Figure 4. Orthogonality of photocoupling and photodegration reactions

(a) The peak absorbance for the photoinitiator (red) and the photolabile group (blue) is well separated (~520 and ~350 nm, respectively), thus enabling photocoupling and photodegradation reactions to be performed independently from one another using different light sources (illustrated with colored bars). (b) NMR studies indicate that the photodegradable moiety cleaves readily in the presence of UV light (λ = 365 nm, 10 mW cm⁻²), but remains intact when exposed to the visible light used to initiate the photocoupling reaction (λ = 490 – 650 nm, 10 mW cm⁻²). (c) Multi-photon visible light was first used to couple a fluorescently-labeled peptide within the center of the hydrogel in a user-defined 3D pattern (top, buffalo), and the network was subsequently degraded locally with multi-photon UV light, thereby removing the peptide from selected regions (bottom, CU and horn). (d) Brightfield microscopy confirms that photocleavage is confined only to user-defined locations within the gel, and that the photocoupling light conditions do not give rise to undesired degradation. Images in (c) represent 3D renderings of confocal z-stacks. Scale bars = 100 μm.
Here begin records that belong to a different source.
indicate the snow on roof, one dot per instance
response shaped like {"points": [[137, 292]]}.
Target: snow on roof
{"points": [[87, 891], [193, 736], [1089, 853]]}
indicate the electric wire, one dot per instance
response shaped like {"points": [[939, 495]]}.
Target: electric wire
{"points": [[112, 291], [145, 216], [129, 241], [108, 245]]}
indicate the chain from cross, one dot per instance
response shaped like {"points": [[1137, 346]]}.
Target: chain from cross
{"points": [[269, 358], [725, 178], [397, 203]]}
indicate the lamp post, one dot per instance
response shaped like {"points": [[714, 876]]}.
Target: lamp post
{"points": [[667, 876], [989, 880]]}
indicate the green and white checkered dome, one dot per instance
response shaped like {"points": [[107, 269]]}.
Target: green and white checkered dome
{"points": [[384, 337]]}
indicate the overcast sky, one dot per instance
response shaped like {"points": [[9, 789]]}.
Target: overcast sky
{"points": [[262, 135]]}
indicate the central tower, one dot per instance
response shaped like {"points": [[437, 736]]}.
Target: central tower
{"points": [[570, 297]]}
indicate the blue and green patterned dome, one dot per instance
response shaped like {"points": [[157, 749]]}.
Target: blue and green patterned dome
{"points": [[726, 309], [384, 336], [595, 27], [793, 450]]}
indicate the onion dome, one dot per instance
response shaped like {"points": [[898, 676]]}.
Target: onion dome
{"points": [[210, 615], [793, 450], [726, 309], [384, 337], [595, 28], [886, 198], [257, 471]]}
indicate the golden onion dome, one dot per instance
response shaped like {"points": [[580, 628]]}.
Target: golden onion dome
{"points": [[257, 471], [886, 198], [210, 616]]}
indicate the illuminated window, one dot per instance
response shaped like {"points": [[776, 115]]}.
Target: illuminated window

Figure 5. Culture and recovery of hMSCs from hydrogel microenvironments

CellTracker Orange-labeled human mesenchymal stem cells (hMSCs) were encapsulated within the click hydrogel formulation at 5 × 10⁶ cells mL⁻¹. (a) 24 hours post encapsulation, perpendicular 200 μm wide lines of ~1 mM RGD and PHSRN were patterned throughout the hydrogel via thiol-ene photocoupling to create an array of four distinct biochemical conditions (no cue, RGD, PHSRN, RGD and PHSRN). (b) 4 hours later, channels of user-defined shape (cylindrical) were eroded down from the surface of the hydrogel to capture entrapped cells exposed to a specific cue. (c) This process was repeated 1 hour later to release entrapped cells within a different location of the material and a different shape (star-shaped cylinder). (d) The released cells were isolated by centrifugation, cultured in a 96-well plate for 48 hours, and their cytoskeleton was visualized with a fluorescent phalloidin. (a–c) RGD is shown in green, PHSRN red, and hMSCs orange. Images represent single confocal slices within the 3D gel. (d) F-actin is shown in green, nuclei blue. Image represents inverted fluorescence micrograph. Scale bars = 200 μm in (a–c), 50 μm in (d).

Figure 6. Directed 3D cell motility within patterned hydrogels

(a) A fibrin clot containing 3T3 fibroblasts was encapsulated within the click hydrogel formulation. Chemical channels of RGD, a cell-adhesive fibronectin motif, as well as physical channels of user-defined shape were created radially out of the roughly spherical clot. The combination of having physical space to spread as well as chemical moieties to bind to were found to be required for collective cell migration. By day 10, cells were found to migrate only down the physical channel that was functionalized with RGD. (b) By creating 3D functionalized channels, cell outgrowth was controlled in all three spatial dimensions, with the image inset illustrating a top-down projection. (c) The outgrowth of 3T3 fibroblast cells was controlled in the presence of encapsulated human mesenchymal stem cells (hMSCs) and confined to branched photodegraded channels that were functionalized with RGD. The regions of RGD-functionalization are depicted by the dashed polygons in (a) and (c). The hydrogel is shown in red, F-actin green, and cell nuclei blue. Scale bars = 100 μm.